Una investigadora graduada de la Universidad de Cambridge que compartía la fila, nos ayudó a notar lo terrible de esta propaganda del feel good oficialista. Ella se indignó aún más cuando Juan Gabriel entonó su éxito de “pero qué necesidad, para qué tanto problema”, mientras en las pantallas gigantes ondeaban la bandera, el escudo nacional y desfilaban soldados en tanquetas. Era una nueva versión de esos anuncios del gobierno federal de “ya dejen de quejarse” que causaron tantas molestias y luego debieron ser retirados. Ese fue el segundo mal sabor de boca, uno que deja abierta la puerta a la especulación de un Juan Gabriel que debe traer tremendos líos fiscales para hacer este “pago en especie” a fuentes oficiales.

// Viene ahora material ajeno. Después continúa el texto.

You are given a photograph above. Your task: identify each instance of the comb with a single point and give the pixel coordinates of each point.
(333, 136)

El tercer mal sabor de boca es la vulgaridad simple y ramplona de un sector importante del público. El concierto fue bastante mediocre. Juan Gabriel no cantó más de 25 minutos efectivos. El resto del tiempo hacía cantar al público, tarareaba largos coros o introducía a artistas de su establo, todos de muy dudosa calidad. En varios puntos el público se veía aburrido y sólo despertaba cuando Juan Gabriel se contoneaba eróticamente, creando ese morbo de sexualidad oculta de otro siglo. Ahí el público rugía con esa doble moral decimonónica que a los yucatecos nos marca en la sexualidad de clóset.

El último sabor es el peor. Desde que apareció el Coliseo, nos hemos llenado de expresiones musicales y artistas en su decadencia intrascendental: Julio Iglesias, Mark Anthony, Maná, Ringo Star, Mijares, Emmanuel y similares, porque solo ellos pueden llenar con masas clase medieras no muy musicales (el boleto no es barato). El Coliseo con su tamaño ha saturado el mercado y atrás han quedado conciertos más independientes que en su momento trajeron a Mérida a Armin van Buuren, Tiesto, Caifanes o los Tacubos.
Tenemos música de nivel y tipo Televisa o Miami, y se están extinguiendo otras ofertas. Ahí está muriendo la diversidad musical en Mérida: en la arena, con pena y nada de acústica.